I'm sorry that your question wasn't answered in a timely manner. Both persistent panting and polydipsia are danger signs in dogs.
Excessive panting can represent both medical and behavioral problems. It's often seen with elevated ambient temperature, exercise, anxiety, or perceived pain. To confound the diagnosis further, it's also seen with fever, narcotic administration, glucocorticosteroid (prednisone, e.g.) therapy, Cushing's disease, hyperthyroidism, hypocalcemia, pheocromocytoma (an adrenal gland tumor), cardiac disease, tachyarrhythmias (fast irregular heart rates), brain disease and obesity. Most of these diseases can be ruled out at a such a young age.

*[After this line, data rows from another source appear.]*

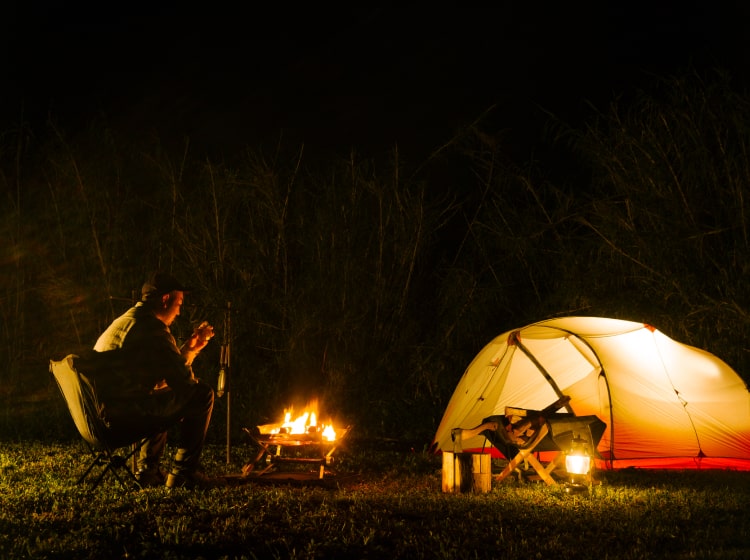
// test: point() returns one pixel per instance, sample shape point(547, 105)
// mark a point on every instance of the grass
point(389, 504)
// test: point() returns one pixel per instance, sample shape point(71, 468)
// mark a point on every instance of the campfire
point(303, 426)
point(299, 438)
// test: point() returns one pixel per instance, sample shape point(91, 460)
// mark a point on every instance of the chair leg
point(111, 462)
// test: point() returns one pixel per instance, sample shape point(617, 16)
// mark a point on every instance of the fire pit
point(298, 441)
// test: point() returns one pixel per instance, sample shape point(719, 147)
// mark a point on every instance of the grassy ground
point(386, 503)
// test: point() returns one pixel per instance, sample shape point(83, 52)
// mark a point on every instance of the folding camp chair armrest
point(469, 433)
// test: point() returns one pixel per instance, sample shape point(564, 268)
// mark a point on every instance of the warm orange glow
point(305, 423)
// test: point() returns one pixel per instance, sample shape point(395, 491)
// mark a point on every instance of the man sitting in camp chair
point(156, 385)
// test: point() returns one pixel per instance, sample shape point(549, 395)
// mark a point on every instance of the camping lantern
point(578, 465)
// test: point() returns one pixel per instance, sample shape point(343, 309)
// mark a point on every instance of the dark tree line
point(370, 283)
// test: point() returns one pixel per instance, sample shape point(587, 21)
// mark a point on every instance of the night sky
point(344, 76)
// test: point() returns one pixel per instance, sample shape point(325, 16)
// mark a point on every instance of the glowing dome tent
point(666, 404)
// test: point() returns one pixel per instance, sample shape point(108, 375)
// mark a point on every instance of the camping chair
point(520, 433)
point(85, 409)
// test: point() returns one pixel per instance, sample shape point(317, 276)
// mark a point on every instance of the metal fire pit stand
point(271, 446)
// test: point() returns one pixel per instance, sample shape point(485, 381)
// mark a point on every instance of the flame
point(305, 423)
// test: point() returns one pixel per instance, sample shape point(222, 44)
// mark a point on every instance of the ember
point(305, 423)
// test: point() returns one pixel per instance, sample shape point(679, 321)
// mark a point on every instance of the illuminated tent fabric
point(666, 404)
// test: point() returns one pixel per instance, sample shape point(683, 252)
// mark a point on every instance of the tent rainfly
point(666, 404)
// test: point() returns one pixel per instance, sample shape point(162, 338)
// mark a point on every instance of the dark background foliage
point(370, 282)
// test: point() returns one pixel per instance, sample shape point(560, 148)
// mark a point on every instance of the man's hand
point(197, 341)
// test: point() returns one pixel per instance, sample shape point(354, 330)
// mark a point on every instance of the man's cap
point(160, 283)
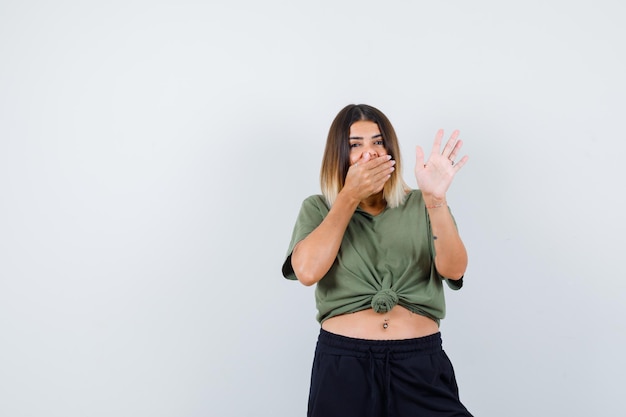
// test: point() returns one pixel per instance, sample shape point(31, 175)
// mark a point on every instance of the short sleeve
point(312, 212)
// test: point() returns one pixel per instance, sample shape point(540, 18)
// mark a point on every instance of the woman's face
point(365, 138)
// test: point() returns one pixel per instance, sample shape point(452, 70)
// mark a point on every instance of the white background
point(154, 155)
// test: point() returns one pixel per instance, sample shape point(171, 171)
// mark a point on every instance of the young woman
point(379, 253)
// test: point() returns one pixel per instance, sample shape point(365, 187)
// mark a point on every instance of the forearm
point(313, 256)
point(450, 253)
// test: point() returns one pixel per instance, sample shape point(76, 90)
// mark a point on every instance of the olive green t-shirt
point(383, 260)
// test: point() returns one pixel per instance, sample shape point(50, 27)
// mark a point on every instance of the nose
point(371, 150)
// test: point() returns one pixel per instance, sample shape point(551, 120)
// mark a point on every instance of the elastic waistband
point(363, 347)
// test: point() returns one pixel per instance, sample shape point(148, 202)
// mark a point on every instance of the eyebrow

Polydipsia is seen with urinary tract infection involving the kidneys, both hepatic and renal insufficiency, diabetes mellitus and Cushing's disease, Addison's disease, diabetes insipidus, hyperthyroidism, psychogenic polydipsia, electrolyte (sodium, potassium, chloride) imbalances, hypercalcemia, and pyometra (uterine infection) in the intact female. Once again, most of these diseases can be ruled out in such a young pup.
Lola's symptoms are important enough to have her vet perform a thorough physical exam including diagnostics in the form of blood and urine tests. Testing for those disorders not seen at her age isn't necessary and so discussing with Lola's vet what should be tested for would be prudent before proceeding. Please respond with further questions or concerns if you wish.